これはAIが「水着とは光沢感があるものだ」という学習によって表現されたものだと考えられますが、それをもってして「AIは水着フェチに理解がある」と考えるのは早計です。
あくまでこれまでこのAIに蓄積されたデータ(知識)によって最適化されたデータでしかない、と考えるのが妥当かもしれません。
というのも、今回のアプリAI以外のものでも試してみたところ、まったく光沢感のない違う結果が表現されたということもあり、結局のところAIは蓄積されたデータをアウトプットしているに過ぎないのではないか、と考えます。
とはいえ、この光沢感は本来の水着にはないものも含まれており、意図せずフェティッシュな表現になったということができます。
2.ロゴが付け加えられることが多い

▲こちらのスクール水着はロゴがついているが画像上は角度の関係でロゴが見えない。そこを補填するかたちで胸元にロゴが描写されている。
いくつかの画像を試してみてもう一つあるのはロゴが加えられた、ということです。
水着の中にはロゴの付いていない全くフラットなものもありますが、そうしたものでもロゴが加えられることがわかりました。
光沢と同様に競泳水着やスクール水着と認識された画像は「こういった水着にはロゴがついているものだろう」と判断され、ロゴが付いた画像が生成されたと考えられます。
またロゴの位置もたまにおかしな箇所についているものもありましたが、概ね競泳水着やスクール水着でよく見られる位置に配置されており、この点についてはAIの精度の高さを垣間見ることができました。
ロゴのデザインは何か適当に描いたような感じは否めませんが、それでも「なんかありそう」感はあるため、人間の目で見ても大筋で納得できるものだと思います。
3.水着のデザインが変化する

▲コスチューム系の水着ではあるが、腰元のデザインが大きく開いたようなものに変わっている。
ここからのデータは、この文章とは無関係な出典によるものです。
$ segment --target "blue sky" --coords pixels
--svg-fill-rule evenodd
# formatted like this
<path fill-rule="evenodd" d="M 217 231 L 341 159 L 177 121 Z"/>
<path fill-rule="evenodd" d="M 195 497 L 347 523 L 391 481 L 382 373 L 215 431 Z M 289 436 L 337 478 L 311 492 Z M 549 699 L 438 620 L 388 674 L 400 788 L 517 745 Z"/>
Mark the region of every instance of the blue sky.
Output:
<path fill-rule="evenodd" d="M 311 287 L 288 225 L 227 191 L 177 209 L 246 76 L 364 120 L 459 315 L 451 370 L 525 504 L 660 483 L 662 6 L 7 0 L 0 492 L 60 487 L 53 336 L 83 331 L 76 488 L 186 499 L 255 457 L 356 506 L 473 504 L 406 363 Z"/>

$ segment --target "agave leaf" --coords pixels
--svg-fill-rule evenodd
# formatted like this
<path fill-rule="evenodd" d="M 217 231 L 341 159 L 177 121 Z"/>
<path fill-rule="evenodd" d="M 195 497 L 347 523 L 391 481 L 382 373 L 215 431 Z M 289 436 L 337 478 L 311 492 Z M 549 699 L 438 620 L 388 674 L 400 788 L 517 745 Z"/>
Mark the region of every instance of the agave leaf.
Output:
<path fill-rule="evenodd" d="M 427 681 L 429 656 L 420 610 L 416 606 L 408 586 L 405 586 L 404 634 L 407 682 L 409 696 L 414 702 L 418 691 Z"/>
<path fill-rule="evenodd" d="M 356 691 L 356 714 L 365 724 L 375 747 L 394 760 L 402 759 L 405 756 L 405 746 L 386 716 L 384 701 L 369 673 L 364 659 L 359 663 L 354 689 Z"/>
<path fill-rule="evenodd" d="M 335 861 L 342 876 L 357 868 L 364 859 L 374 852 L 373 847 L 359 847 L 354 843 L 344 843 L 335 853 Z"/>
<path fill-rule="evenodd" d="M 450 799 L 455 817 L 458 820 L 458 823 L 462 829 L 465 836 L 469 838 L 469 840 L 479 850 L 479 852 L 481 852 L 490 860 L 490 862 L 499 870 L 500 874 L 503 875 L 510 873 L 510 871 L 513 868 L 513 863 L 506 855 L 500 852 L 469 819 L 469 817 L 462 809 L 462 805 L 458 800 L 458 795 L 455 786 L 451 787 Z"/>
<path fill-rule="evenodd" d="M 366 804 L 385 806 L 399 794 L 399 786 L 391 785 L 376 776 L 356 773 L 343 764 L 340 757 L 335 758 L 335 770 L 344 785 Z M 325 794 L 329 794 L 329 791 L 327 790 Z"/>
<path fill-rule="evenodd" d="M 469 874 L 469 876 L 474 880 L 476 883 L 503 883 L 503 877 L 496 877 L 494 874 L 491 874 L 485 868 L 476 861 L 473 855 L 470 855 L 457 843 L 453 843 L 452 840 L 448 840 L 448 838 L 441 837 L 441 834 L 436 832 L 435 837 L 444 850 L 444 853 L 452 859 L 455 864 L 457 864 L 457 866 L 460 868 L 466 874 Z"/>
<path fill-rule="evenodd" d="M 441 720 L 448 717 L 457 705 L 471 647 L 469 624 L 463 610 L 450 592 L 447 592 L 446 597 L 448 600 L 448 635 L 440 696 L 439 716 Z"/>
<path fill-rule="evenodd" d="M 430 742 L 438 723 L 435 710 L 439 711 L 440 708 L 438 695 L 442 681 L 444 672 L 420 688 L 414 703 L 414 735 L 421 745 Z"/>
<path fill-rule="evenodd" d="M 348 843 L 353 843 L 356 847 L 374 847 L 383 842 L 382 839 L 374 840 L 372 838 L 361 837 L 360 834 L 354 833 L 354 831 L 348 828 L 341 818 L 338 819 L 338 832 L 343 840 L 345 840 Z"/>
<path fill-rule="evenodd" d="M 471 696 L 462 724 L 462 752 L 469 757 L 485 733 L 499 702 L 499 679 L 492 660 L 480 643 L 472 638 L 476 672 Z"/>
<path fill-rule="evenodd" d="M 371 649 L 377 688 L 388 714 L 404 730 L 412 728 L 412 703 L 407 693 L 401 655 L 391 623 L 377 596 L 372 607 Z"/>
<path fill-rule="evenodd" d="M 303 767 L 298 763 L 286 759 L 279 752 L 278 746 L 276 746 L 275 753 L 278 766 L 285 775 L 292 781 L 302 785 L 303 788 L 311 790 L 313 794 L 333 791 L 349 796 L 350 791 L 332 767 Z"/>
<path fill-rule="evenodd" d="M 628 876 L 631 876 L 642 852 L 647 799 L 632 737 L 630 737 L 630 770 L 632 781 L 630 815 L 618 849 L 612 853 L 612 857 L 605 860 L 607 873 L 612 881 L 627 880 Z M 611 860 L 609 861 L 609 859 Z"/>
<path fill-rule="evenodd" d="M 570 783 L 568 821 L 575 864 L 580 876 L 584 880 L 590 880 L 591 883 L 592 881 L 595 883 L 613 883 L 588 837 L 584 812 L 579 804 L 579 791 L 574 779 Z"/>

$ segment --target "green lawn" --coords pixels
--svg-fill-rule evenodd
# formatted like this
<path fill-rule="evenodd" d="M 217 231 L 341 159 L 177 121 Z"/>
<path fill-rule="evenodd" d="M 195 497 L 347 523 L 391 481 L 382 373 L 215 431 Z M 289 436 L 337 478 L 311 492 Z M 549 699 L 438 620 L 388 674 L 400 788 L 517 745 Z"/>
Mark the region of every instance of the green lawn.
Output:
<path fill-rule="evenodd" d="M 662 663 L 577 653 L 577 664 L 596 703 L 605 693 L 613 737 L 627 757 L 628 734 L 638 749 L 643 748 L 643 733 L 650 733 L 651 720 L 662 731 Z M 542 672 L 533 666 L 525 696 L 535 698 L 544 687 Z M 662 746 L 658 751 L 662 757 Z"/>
実際にあるかどうかはともかく、ありそうなデザインではある。
いくつかの水着写真についてはデザインが少し変化するということもわかりました。
これはAIによって描かれた水着でデザインが一部変化したりするもので、光沢感の付与とは別の次元の話です。
ロゴの追加に近いものがあり、AIが「この手の水着はこういったデザインがあるはず」という観点で変化を加えたものと考えられます。
ただ機械学習によって得られた膨大な水着デザインを取り入れたものと考えられるため、デザインに不自然さは感じませんでした。
4.生地の薄さを強調する

▲REALISEのコスチューム水着。たしかに生地が薄いという性質はもっているが、それをさらに表現したような描写となっている。
競泳水着やスクール水着をイラスト化する上で、概ね共通点として見られたのは生地の薄さを強調するという点です。
競泳水着やスクール水着によっては生地の厚みに違いがあるため、本来は必ずしも薄い生地でできた水着とは言えないものでも、あえて薄い生地を強調するクセがあるようです。
この点はお腹周りで主に見られ、あえてへそのくぼみを加えることで生地の薄さを表現しています。
AIによってはこの手の水着は薄いものであるという認識なのかもしれません。
5.別要素が加えられる

▲こちらは元画像から大幅に変化した例。ポーズに近いものはあるが、両腕を後ろに回している他、サンタ帽らしきものと、クリスマスツリーについているようなベルが首元に。背景もクリスマスのような趣だ。
これは背景やモデルのポーズの取り方でつけられるAIによる演出だと思われますが、水着以外の要素が加えられることが散見されました。
今回利用したアプリがいわゆる「写真を盛るため」のアプリであることから、特有の演出が取り入れられたと考えたほうがいいかもしれません。
例えば今回はクリスマスシーズンということもあったのか、背景が白で赤い水着だとサンタのコスプレ風に変化したりと、単純にAIのイラスト化だけでは説明がつかないようなものも見受けられました。
またAIの学習に不足している部分については「おそらくこういう演出が喜ばれるだろう」という感じで描き変えられるため、シリコンキャップ+ゴーグルの水着写真は見事に全く別物になっていました。

▲ゴーグルとシリコンキャップの競泳水着画像で試してみたところ、このような結果に。盛るためのアプリのためか表現にブレが見られる。このあたりの学習はまだ行えていないという証左かもしれない。
この点についてフォーカスして考察した場合、AIは決してフェチの世界を理解していない、ということができると思います。
AIはフェチを理解していないがポイントは抑えている

▲これまでの実験でAIがフェチを理解したとは言い難い結果となったが、ポイントを抑えたものは生成されていることを考えると、技術の進歩によってフェチコンテンツも自動生成される時代が来るかもしれない。
これらの実験結果から言えることは、AIが競泳水着やスクール水着フェチの人を理解するような学習は行われていないのではと考えられます。
ただし知識(知っている)という点で言えば、水着画像はこういうものだ、というものをデータとして膨大に蓄積しており、フェチの人が好むポイントは抑えていると考えられます。
そういった点で言えば、将来、アダルトやフェチコンテンツに特化したAIの出現により、AIが生成したフェチコンテンツが席巻する日もやってくるかもしれません。